POST /tags {"name": "urgent", "color": "#FF0000"}  ✅
POST /tags {"name": "urgent", "color": "#0000FF"}  💥 Database error!

Database throws error because of unique constraint, but:

Error message is cryptic
HTTP 500 instead of 400
Bad user experience

With check:

POST /tags {"name": "urgent"}  ✅
POST /tags {"name": "urgent"}  ✅ 400 Bad Request "Tag already exists"

Clean error handling!

Step 5: Creating Tasks with Tags

@router.post("/tasks", response_model=TaskResponse)
def create_task(task: TaskCreate, db: Session = Depends(get_db), current_user: User = Depends(get_current_user)):
    new_task = Task(
        title=task.title,
        description=task.description,
        owner_id=current_user.id
    )

    # Add tags if provided
    if task.tag_ids:
        tags = db.query(Tag).filter(
            Tag.id.in_(task.tag_ids),
            Tag.owner_id == current_user.id
        ).all()

        if len(tags) != len(task.tag_ids):
            raise HTTPException(400, "One or more tags not found")

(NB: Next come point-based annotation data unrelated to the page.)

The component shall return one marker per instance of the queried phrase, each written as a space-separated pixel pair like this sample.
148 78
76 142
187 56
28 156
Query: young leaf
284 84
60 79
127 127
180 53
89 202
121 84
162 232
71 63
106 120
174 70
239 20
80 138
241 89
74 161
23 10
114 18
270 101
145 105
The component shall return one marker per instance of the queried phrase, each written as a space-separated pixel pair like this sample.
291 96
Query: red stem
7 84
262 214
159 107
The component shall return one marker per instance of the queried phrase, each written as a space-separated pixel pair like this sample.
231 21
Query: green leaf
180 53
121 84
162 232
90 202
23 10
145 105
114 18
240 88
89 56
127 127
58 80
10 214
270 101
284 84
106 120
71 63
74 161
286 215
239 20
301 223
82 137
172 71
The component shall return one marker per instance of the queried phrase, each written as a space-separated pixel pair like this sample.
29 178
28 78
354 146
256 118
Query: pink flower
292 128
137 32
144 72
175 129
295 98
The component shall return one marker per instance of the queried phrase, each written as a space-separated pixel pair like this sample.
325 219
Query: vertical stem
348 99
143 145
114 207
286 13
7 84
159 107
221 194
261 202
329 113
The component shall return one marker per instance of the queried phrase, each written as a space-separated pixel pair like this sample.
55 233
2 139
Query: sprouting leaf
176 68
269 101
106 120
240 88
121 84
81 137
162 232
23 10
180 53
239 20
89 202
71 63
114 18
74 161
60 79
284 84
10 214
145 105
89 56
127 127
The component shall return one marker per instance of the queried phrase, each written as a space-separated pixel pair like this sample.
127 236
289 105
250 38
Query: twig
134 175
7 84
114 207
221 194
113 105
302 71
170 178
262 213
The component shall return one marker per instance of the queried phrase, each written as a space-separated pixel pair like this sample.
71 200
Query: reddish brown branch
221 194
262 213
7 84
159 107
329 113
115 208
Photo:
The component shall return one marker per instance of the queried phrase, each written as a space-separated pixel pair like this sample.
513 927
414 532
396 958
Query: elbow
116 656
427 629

        new_task.tags = tags

    db.add(new_task)
    db.commit()
    db.refresh(new_task)

    return new_task

Understanding id.in_():

Tag.id.in_(["uuid1", "uuid2", "uuid3"])

SQL generated:

SELECT * FROM tags 
WHERE id IN ('uuid1', 'uuid2', 'uuid3')
  AND owner_id = 'current-user-uuid'

One query gets all tags!

Setting tags:

new_task.tags = tags

What SQLAlchemy does:

Creates task in tasks table
For each tag, creates entry in task_tags table:
- INSERT INTO task_tags (task_id, tag_id) VALUES (new_task.id, tag.id)

All automatic!

Validation:

if len(tags) != len(task.tag_ids):
    raise HTTPException(400, "One or more tags not found")

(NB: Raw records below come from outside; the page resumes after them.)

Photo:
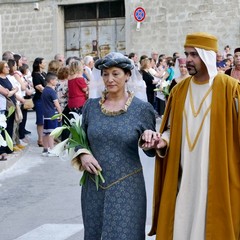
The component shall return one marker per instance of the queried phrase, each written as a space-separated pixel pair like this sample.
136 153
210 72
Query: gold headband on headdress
202 40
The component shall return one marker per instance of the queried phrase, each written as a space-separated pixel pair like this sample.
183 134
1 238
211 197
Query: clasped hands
89 163
152 139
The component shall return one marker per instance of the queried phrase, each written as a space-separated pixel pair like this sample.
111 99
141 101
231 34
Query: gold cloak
223 202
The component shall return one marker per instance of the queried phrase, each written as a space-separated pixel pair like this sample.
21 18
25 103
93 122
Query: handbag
18 114
28 104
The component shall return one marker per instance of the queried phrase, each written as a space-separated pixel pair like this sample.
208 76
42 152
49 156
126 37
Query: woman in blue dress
113 125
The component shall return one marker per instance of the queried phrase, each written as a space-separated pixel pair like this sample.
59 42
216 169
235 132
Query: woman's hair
144 63
63 73
2 63
23 69
36 63
17 57
75 67
142 57
11 64
54 66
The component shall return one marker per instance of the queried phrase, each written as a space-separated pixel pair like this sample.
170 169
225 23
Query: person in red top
77 88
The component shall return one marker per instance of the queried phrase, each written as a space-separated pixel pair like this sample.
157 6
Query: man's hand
152 140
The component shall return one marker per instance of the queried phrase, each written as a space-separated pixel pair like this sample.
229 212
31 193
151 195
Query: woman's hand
89 163
152 140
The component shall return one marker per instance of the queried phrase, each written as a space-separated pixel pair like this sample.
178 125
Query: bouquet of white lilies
77 139
3 124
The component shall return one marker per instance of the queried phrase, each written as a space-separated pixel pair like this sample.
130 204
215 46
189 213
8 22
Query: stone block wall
167 23
41 33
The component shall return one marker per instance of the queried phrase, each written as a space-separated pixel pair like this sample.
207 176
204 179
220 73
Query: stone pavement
15 156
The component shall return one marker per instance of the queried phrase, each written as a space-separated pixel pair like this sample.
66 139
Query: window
100 10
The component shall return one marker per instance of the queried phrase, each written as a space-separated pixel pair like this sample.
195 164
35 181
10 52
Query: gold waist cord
117 181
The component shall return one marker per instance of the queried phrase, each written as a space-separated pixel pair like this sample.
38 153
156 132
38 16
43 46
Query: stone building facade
38 28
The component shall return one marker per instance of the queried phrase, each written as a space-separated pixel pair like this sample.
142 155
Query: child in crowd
50 107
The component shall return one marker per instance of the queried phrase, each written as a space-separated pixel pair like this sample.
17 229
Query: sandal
40 144
3 157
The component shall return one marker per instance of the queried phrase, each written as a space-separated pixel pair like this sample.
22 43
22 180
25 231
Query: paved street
40 196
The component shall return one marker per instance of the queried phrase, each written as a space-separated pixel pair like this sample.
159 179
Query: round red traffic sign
139 14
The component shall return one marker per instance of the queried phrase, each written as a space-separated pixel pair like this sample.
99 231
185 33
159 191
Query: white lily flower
59 148
76 118
2 141
165 84
3 120
58 131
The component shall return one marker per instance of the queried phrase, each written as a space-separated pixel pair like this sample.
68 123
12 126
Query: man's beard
191 70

If user sends 3 tag IDs but only 2 exist → error!

Step 6: Filtering Tasks by Tags

@router.get("/tasks")
def get_tasks(
    tag_id: Optional[UUID] = Query(None),
    tag_name: Optional[str] = Query(None),
    ...
):
    query = db.query(Task).filter(Task.owner_id == current_user.id)

    # Filter by tag ID
    if tag_id:
        query = query.filter(Task.tags.any(Tag.id == tag_id))

    # Filter by tag name
    if tag_name:
        query = query.filter(Task.tags.any(Tag.name == tag_name.lower()))

    return query.all()

Understanding .any():

Task.tags.any(Tag.id == tag_id)

Translation: "Get tasks where ANY of their tags has this ID"

SQL generated:

SELECT tasks.* 
FROM tasks
WHERE tasks.owner_id = 'user-uuid'
  AND EXISTS (
    SELECT 1 
    FROM task_tags 
    JOIN tags ON tags.id = task_tags.tag_id
    WHERE task_tags.task_id = tasks.id
      AND tags.id = 'tag-uuid'
  )

Example:

# Get all tasks tagged "urgent"
GET /tasks?tag_name=urgent

# Get all urgent tasks that are incomplete
GET /tasks?tag_name=urgent&completed=false

# Get all work tasks, sorted by date
GET /tasks?tag_name=work&sort_by=created_at&order=desc

Filters stack beautifully!

Step 7: Adding/Removing Tags from Tasks

Add tags:

@router.post("/tasks/{task_id}/tags")
def add_tags_to_task(task_id: UUID, tag_data: BulkUpdateTags, ...):
    task = db.query(Task).filter(
        Task.id == task_id,
        Task.owner_id == current_user.id
    ).first()

    if not task:
        raise HTTPException(404, "Task not found")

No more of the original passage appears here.